In contrast, a later study found CoCoA to use too high RTO values during high congestion. This motivated an improved version of CoCoA, CoCoA+, that aimed to limit extreme RTO values. CoCoA+ was found to be more reliable in comparison to both Default CoAP and the CoCoA draft of the time. It better handled sudden changes and also adapted to different levels of congestion: in 5 out 8 cases CoCoA+
also achieved the lowest settling time after a burst. In the two cases where the then-current CoCoA did settle faster than CoCoA+, the ratio of successfully sent segments to all segments was still better for CoCoA+: it sacrificed settling speed for reliability. [BGDP15]

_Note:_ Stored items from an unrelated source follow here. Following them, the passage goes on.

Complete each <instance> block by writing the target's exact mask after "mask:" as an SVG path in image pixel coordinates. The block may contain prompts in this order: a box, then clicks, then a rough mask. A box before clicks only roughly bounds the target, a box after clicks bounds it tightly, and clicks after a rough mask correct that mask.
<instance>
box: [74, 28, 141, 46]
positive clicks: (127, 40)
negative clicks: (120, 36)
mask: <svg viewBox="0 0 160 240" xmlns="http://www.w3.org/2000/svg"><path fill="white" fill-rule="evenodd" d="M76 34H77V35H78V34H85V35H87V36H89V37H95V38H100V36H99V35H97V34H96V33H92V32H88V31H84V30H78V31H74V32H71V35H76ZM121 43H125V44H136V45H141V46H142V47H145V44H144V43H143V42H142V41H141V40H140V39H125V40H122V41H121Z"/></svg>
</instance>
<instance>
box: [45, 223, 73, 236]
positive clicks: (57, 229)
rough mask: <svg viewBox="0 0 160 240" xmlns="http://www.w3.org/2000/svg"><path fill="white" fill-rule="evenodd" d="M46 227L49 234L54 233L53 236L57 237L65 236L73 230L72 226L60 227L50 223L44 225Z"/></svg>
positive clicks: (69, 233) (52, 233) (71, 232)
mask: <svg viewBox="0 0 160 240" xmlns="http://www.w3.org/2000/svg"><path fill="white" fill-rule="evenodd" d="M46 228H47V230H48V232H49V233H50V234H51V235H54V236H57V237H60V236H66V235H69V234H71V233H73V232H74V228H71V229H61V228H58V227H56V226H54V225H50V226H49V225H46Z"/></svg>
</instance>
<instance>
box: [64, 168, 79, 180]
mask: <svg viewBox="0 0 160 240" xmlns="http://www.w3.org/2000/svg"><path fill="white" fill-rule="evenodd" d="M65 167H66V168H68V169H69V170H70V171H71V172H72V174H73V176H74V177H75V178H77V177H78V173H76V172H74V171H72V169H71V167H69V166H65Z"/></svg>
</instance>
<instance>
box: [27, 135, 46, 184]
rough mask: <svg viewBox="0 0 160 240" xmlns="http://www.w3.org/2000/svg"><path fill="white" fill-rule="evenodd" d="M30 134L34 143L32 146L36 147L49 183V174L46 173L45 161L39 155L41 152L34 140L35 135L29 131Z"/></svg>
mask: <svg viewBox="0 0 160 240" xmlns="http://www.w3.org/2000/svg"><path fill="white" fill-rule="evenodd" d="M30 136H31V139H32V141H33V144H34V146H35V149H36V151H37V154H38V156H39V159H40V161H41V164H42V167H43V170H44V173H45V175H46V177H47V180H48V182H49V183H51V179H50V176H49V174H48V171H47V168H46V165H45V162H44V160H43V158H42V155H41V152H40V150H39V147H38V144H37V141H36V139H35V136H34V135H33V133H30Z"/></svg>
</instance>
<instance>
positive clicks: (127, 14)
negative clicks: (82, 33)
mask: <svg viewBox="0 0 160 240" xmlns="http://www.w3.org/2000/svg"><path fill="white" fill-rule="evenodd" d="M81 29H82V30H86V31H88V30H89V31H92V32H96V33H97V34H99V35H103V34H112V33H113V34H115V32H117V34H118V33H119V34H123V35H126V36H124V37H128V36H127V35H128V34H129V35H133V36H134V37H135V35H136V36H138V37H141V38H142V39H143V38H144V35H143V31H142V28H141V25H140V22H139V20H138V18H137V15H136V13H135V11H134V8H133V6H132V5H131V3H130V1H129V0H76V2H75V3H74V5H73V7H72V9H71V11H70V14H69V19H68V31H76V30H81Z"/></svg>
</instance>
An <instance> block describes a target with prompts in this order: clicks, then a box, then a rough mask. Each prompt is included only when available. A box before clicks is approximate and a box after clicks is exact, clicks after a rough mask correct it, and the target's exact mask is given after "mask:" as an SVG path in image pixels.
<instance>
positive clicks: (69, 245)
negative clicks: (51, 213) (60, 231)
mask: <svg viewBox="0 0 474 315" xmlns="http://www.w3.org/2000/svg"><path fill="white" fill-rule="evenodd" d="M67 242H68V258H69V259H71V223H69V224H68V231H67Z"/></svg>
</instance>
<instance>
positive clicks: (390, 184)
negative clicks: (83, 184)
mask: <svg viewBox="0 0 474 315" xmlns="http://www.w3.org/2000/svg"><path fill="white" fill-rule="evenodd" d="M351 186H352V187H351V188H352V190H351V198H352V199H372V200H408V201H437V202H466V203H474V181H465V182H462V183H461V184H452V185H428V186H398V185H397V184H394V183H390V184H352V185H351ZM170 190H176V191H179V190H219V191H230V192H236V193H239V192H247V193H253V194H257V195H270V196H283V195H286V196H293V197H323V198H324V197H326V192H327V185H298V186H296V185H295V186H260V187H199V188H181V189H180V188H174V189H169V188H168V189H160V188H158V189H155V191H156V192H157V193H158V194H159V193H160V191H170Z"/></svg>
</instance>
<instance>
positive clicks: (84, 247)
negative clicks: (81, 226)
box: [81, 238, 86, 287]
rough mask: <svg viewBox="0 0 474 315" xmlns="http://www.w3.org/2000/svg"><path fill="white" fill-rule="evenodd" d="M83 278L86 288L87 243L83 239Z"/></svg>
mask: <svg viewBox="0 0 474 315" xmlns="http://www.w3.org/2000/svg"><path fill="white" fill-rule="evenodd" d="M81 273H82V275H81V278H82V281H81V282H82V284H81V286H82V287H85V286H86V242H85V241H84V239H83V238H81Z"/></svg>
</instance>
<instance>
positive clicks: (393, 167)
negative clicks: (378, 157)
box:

Another study employing CoCoA+ with minor tweaks to variable values confirmed these results [BGDK14]. The changes introduced in CoCoA+ have been incorpo-rated into the CoCoA draft after some further refinements, and so these results should be applicable to current CoCoA as well.
However, CoCoA still occasionally suffers from too high RTO values, caused by the contributions of the weak estimator [JRCK18a, BSP16, JDK15]. This may happen when the traffic level is high [JDK15], when the buffer size is small, or when the environment is bufferbloated and the connection state frequently reset so that historical data is not readily available [JRCK18a]. The variable backoff factor limits extremities, which might cause further retransmissions. In such a case CoCoA has been seen to have generally high RTOs and yet require notably many retransmissions compared with Default CoAP [JRCK18a]. On the other hand, Default CoAP is also shown to often retransmit unnecessarily under high load. This is especially pronounced when buffer size is very large. Default CoAP resets the RTO for each new message, even if for the previous one the default value was found to be too low.
As the link is congested, some spurious retransmissions are dropped from the router queue, yet consuming resources of the link, and causing delay for useful traffic.
Indeed, when congestion level is high, and the buffer in the bottleneck is large, CoCoA is able to complete a transfer faster than the Default CoAP, and it likewise requires fewer retransmits. Finally, when errors are introduced into the network, CoCoA flows complete quicker than Default CoAP flows, especially when the error rate is high. This again is because of the adaptive RTO, which is often lower than for Default CoAP [JRCK18a].
Newer results confirm the efficiency of CoCoA over Default CoAP [BGDP16, JDK15, JRCK18a, JRCK18b], although under certain specific conditions Default CoAP may still outperfom CoCoA [BSP16, JRCK18a]. CoCoA is found to have higher through-put, shorter flow completion time, and fewer retransmits than CoAP [JDK15]. Even when the network is lossy, CoCoA is able to adjust the RTO correctly and avoid bogus values. In contrast, CoAP does not adapt so it cannot perform as well as CoCoA. It uses a fixed range of RTO values, cutting off values low and high that might be useful under certain conditions. If the RTT is actually lower than the RTO range allows, the capacity of the link is not utilised well as retransmitting is done too conservatively. On the other hand, if RTT is equal to, or, greater than what the RTO range allows, spurious retransmissions are likely. [BGDP16] If such unnecessary retransmissions occur, they may even lead to a worse congestive state, causing further losses and thereby making transmission times ever longer as RTO values are backed off [JDK15]. CoCoA is able to keep sane RTO values because of the variable backoff factor and ageing: without them, the RTO values might grow too large, and the overall RTO would not decay towards the default unless new up-dates were available. There would be a risk of the RTO staying artificially inflated after a period of inactivity [BGDP16]